Data suggest that the novel dual-action agent, tapentadol, is a 
useful addition to the options available to fight severe, chronic pain
Lucy A Bee 
Anthony H Dickenson
Neuropharmacology of Pain Group
University College London, London, UK
Multiple mechanisms at multiple sites can underlie chronic pain in patients, which provides the basis for a standard of care that uses more than one agent, either sequentially or in combination, for its treatment. New and emerging drugs heed this multimodal approach by combining different mechanisms of action within a single molecule, so-called ‘directed polypharmacology’,(1) with the different components often working synergistically to achieve pain relief. Tapentadol hydrochloride (Palexia; Grünenthal) is a case in point, combining potent agonist activity at the mu-opioid receptor (MOR) with noradrenaline reuptake inhibition (NRI) in the central nervous system (CNS), and which was approved in June 2009 by the US Food and Drug Administration (FDA) for treatment in the US of moderate-to-severe acute pain in adults (which can be adequately managed only with opioids). Tapentadol is a schedule II controlled oral analgesic, available in immediate release 50-, 75- and 100mg tablets. However, phase I/II clinical trial data, in line with results from preclinical animal studies, have indicated the efficacy of tapentadol in managing severe chronic pain, and so in such circumstances prolonged-released tablets are available but are currently restricted for use in NHS Scotland and Wales.
Pathways of pain
Pain is a unique, conscious experience that comprises sensory-discriminative, cognitive-evaluative and affective-emotional components. These different aspects of pain are the product of pathways that run from the periphery to cortical and limbic areas of the brain, relaying through the spinal cord and brainstem areas,(2,3) and, as such, the brainstem and spinal cord are key targets for the actions of many analgesic drugs. In particular, opioids act on MORs expressed on afferent pain fibres to reduce transmitter release within the spinal cord, which subdues spinal neuronal activity.
Opioids also act at targeted sites within the brainstem to switch descending excitatory controls off while switching descending inhibitory controls on.(4) Another way in which inhibition can be restored in hyperexcitable pain states is by increasing the synaptic availability of noradrenaline in the spinal cord by blocking its reuptake, because noradrenaline released from brainstem neurones typically inhibits spinal cord activity via actions at α2-adrenoceptors, and in particular α2A-adrenoceptors that are expressed alongside opioid receptors on the central terminals of C-fibres (therefore mediating presynaptic inhibition),(5) and α2C-adrenoceptors that are expressed on the axons of spinal projection neurones (therefore mediating postsynaptic inhibition).
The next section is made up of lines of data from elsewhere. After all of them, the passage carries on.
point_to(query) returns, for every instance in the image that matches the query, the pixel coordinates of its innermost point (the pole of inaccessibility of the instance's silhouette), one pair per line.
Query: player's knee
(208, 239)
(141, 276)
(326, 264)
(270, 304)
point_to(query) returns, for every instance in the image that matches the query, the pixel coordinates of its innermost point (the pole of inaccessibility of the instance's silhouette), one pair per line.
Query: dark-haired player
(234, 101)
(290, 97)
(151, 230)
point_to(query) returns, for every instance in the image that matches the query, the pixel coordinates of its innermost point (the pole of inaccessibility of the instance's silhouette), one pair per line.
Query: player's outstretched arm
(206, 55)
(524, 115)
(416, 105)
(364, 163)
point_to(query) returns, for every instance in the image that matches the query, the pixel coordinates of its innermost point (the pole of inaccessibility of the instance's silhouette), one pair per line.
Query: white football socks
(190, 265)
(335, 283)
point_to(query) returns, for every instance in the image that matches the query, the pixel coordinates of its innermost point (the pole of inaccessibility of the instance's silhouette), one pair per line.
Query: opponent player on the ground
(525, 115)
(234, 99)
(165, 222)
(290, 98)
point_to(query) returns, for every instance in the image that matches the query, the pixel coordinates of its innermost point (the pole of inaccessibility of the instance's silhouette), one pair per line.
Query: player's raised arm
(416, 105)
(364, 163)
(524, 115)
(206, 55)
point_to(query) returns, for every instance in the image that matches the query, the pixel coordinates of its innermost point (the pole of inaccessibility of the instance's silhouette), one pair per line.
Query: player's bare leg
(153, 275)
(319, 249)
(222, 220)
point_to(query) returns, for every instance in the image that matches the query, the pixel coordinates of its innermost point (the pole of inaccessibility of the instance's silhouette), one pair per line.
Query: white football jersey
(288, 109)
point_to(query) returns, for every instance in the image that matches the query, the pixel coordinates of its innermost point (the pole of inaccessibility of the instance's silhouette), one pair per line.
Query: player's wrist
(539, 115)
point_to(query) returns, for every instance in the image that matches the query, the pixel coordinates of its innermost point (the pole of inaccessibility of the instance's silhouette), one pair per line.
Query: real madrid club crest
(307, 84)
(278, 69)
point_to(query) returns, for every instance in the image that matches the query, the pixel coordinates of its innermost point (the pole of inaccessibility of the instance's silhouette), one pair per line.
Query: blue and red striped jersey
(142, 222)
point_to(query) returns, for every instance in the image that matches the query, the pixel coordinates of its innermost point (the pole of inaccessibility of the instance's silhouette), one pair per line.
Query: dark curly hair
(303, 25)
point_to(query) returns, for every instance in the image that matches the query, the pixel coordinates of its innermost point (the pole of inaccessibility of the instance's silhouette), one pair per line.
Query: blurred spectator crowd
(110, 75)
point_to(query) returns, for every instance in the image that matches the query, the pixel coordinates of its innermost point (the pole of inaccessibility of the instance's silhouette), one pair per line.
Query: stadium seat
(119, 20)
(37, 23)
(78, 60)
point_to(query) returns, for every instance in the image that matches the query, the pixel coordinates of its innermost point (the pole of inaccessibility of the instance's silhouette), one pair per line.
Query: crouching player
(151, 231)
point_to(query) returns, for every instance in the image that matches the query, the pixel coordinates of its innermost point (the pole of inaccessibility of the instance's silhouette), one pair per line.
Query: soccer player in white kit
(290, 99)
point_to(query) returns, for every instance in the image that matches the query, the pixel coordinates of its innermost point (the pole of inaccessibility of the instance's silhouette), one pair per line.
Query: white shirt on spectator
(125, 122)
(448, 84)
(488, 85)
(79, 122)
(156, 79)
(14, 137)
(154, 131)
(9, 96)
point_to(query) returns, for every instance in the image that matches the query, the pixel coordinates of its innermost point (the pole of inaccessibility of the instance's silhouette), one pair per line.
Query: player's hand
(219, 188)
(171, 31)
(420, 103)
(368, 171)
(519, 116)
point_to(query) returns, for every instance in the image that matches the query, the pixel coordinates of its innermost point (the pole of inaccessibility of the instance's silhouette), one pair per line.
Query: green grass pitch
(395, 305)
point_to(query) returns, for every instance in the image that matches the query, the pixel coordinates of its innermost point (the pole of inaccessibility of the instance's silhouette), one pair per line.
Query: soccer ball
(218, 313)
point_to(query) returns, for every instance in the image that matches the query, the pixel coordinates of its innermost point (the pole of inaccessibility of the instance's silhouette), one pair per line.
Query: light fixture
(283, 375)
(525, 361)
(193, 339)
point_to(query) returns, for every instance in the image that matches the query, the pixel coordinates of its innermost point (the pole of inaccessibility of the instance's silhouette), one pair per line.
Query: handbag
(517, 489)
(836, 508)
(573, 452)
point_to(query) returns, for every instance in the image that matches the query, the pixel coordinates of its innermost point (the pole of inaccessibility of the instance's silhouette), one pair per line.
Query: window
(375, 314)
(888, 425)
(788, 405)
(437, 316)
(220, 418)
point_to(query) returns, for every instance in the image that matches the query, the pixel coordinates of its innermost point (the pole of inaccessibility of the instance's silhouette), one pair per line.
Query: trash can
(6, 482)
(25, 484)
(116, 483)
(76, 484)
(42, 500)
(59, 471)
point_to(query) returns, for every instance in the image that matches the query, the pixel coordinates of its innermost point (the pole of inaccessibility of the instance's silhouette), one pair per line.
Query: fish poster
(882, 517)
Furthermore, noradrenaline inhibits spinal neuronal activity by activating excitatory α1-adrenoceptors on inhibitory interneurones within the spinal cord. Alterations in noradrenergic inhibitory control during pathological pain have been widely reported;(3) for example, in an animal model of nerve injury, the selective α2-adrenoceptor antagonist atipamezole was shown to have no effect on spinal cord neuronal responses to peripheral stimuli, which suggests a downregulation of this endogenous inhibitory system in chronic pain.(6) The restoration of this important inhibitory drive explains the antinociceptive capacity of α2-adrenoceptor activation in preclinical models of acute and persistent pain, and moreover explains the clinical analgesia produced by clonidine’s partial agonism of spinal α2-adrenoceptors in patients with neuropathic pain.(7)
 
Differentiation of tapentadol from tramadol
Inhibitory synergy between agonists working at α2-adrenoceptors and MORs has been widely reported,(8) and combined with serotonin reuptake inhibition, provides the empirical basis for the actions of tramadol. Tramadol’s analgesia is provided collectively by the enantiomers of the parent drug and a stronger metabolite,(9) whereas the  pharmacological actions of tapentadol reside within the single enantiomer parent molecule and not its metabolites.(10) This enantiomeric purity is preferable because the alternative relies on enzymatic metabolism of the drug to its active compounds, which varies widely between individuals. The minor differences in the structure of tapentadol compared with that of tramadol not only results in stereoselectivity but also generates major differences in the pharmacological and pharmacokinetic profiles of these two drugs, which necessarily extends to differences in their clinical efficacy, tolerability and application.(9) In particular, tapentadol has MOR agonist activity that is significantly greater than that of tramadol (although it has significantly weaker activity at these receptors than morphine),(11,12) has higher affinity for the noradrenaline reuptake transporter and thus increases noradrenaline content, both spinally and supraspinally, to a greater extent than tramadol.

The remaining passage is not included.